- Born: November 23, 1953 (age 72) Los Angeles, California, U.S.
- Known for: Pee-wee's Playhouse
- Website: richeitzman.com

= Ric Heitzman =

Ric Heitzman is an American artist, voice actor, designer, and academic.

==Biography==
Born in Los Angeles, Heitzman worked on the television series Pee-wee's Playhouse as a production designer alongside Gary Panter and Wayne White. He also voiced characters in the series such as Mr. Window, Cool Cat and the Salesman. In 1987 he won the Daytime Emmy Award for Outstanding Technical Direction/ Electronic Camera Work/ Video Control for Drama Series for his work on Pee-wee's Playhouse. He was nominated for the 1989 Primetime Emmy Award for Outstanding Art Direction for a Variety or Music Program for Christmas at Pee-wee's Playhouse.

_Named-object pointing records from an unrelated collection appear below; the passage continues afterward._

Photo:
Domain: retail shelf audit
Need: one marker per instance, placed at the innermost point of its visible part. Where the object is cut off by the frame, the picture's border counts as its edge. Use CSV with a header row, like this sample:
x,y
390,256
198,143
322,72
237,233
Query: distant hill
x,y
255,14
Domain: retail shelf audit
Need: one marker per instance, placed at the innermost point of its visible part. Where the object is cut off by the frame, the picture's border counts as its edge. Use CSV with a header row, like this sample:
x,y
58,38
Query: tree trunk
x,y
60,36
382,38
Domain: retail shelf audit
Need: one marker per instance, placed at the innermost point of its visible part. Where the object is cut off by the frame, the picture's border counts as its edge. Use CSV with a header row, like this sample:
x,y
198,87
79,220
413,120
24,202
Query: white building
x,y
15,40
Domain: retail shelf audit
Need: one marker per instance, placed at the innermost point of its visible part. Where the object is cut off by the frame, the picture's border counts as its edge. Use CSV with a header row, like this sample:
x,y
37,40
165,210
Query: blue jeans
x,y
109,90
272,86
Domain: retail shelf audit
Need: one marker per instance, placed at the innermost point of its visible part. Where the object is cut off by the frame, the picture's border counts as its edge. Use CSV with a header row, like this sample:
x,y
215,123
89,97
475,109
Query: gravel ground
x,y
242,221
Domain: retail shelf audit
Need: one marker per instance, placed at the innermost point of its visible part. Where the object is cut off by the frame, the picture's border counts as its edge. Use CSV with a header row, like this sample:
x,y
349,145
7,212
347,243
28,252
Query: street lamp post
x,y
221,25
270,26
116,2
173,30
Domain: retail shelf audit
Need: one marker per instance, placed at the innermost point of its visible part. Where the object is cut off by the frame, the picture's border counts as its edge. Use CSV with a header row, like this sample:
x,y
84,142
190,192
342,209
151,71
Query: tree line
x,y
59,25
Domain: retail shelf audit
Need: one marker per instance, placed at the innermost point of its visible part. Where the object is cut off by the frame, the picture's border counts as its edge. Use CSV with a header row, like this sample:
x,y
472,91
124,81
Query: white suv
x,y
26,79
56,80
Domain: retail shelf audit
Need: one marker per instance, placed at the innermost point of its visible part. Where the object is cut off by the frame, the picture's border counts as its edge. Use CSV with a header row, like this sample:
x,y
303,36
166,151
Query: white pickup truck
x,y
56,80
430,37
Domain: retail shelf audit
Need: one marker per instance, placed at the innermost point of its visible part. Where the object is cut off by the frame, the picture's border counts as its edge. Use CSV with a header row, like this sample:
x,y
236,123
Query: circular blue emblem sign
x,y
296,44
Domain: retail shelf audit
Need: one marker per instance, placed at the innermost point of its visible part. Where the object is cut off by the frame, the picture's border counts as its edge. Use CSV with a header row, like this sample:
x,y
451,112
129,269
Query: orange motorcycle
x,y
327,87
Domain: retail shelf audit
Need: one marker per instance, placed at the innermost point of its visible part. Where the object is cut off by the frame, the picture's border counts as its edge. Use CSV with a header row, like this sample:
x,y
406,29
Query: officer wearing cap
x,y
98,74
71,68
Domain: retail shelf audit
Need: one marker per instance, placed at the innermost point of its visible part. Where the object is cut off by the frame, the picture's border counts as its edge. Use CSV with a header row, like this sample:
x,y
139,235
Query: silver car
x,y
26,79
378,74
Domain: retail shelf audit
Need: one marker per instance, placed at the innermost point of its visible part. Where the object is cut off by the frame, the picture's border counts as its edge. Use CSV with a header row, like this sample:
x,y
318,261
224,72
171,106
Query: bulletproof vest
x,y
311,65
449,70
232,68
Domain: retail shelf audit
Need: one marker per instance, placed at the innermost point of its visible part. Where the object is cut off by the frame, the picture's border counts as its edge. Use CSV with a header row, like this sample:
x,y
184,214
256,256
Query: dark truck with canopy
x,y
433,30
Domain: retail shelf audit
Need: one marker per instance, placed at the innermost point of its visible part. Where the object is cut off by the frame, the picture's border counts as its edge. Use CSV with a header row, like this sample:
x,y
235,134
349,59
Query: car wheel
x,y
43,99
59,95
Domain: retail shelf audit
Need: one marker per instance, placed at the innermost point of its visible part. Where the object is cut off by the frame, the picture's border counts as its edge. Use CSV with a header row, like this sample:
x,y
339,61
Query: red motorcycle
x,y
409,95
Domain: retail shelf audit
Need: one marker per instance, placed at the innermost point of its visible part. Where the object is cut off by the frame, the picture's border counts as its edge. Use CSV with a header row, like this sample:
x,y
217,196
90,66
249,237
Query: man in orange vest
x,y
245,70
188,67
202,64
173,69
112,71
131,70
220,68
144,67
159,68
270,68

Heitzman's work was included in the 1988 exhibit "Sideshows" at the National Gallery of Art of Washington D.C. In 2012 his work was included in the Museum Of Modern Art's exhibit "Century of the Child: Growing by Design, 1900–2000". His work has also been exhibited at The Art Institute of Chicago and the Contemporary Arts Museum Houston.

Heitmzman taught on the art faculty of Woodbury University where he is currently a professor emeritus. In 2022 he was a Hixson-Lied Visiting Artist and Scholar at the Lincoln School of Art at the University of Nebraska–Lincoln. He has also taught on the faculties of the School of the Art Institute of Chicago, the Illinois Institute of Technology, the University of Southern California, and the California Institute of Arts.